Probabilmente la crudeltà umana è fissa ed eterna. Solo gli stili cambiano.
Martin Amis
In una periferia avvolta da cemento e silenzi sospesi, si dipana la vicenda di Fortuna, un incubo visionario filtrato mediante lo sguardo onirico dell’infanzia tradita. Attraverso un’architettura brutalista e perturbante la camera abbraccia l’oscurità con plasticità metafisica; ogni inquadratura è un monolite, ogni cambio di formato cinematografico (dal quadrato angusto al rettangolo evocativo) un frammento spezzato del vissuto della protagonista.
La bambina – un tempo chiamata Nancy, ora autodefinita Fortuna – erge un regno immaginifico contro l’orrore concreto: una favola nera che diviene estetica del dolore. In questa materia visiva, l’orrore non si mostra, ma si insinua come un’ombra corrotta, amplificata proprio dal non detto e dal fuori campo.

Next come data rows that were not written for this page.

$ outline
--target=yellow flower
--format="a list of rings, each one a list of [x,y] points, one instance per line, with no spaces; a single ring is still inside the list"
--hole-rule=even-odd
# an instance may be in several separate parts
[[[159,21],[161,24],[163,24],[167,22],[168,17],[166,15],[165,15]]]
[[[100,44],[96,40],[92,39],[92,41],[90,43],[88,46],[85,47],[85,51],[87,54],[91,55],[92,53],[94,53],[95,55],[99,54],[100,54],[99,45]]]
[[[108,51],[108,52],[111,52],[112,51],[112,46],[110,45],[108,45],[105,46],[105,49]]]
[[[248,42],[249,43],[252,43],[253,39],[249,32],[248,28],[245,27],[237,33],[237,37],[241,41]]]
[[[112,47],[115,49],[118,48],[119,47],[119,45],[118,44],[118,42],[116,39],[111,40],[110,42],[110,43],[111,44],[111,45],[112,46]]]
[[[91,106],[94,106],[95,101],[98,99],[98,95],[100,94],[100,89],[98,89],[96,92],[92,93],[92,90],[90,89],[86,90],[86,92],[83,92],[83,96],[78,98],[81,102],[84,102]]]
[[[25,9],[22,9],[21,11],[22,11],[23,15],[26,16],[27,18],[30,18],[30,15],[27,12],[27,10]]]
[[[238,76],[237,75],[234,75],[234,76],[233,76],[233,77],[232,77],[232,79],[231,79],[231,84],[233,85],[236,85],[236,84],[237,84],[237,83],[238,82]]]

A queste figure spettrali, sospese in una dimensione altra, si contrappongono sequenze che aprono spiragli di fantasia, universi immaginari in cui Fortuna si rifugia per non soccombere all’orrore. Ma anche tali visioni, se osservate con attenzione, non restituiscono mai una via di fuga pura: esse convergono sempre in una distorsione della realtà, come se l’occhio infantile non potesse più coglierla per ciò che è, troppo insostenibile nella sua nudità.
Il film assume la forma di un’allegoria spezzata: realtà e allucinazione convivono, in uno spazio dove il sogno rinvigorisce la memoria mutilata. La struttura duale – in due atti, con geometrie visive spaccate – disarticola il visibile per stimolare l’immaginazione, affidando all’assenza una forza narrativa più potente.
C’è nell’opera la tragicità di un’infanzia svenduta alla brutalità del mondo adulto, e la cinematografia diventa metafora visiva di quel tradimento. Il palazzo, eretto come una nucleare torre di solitudine, simboleggia un universo arreso, dove lo smarrimento trova rifugio solo nel vuoto.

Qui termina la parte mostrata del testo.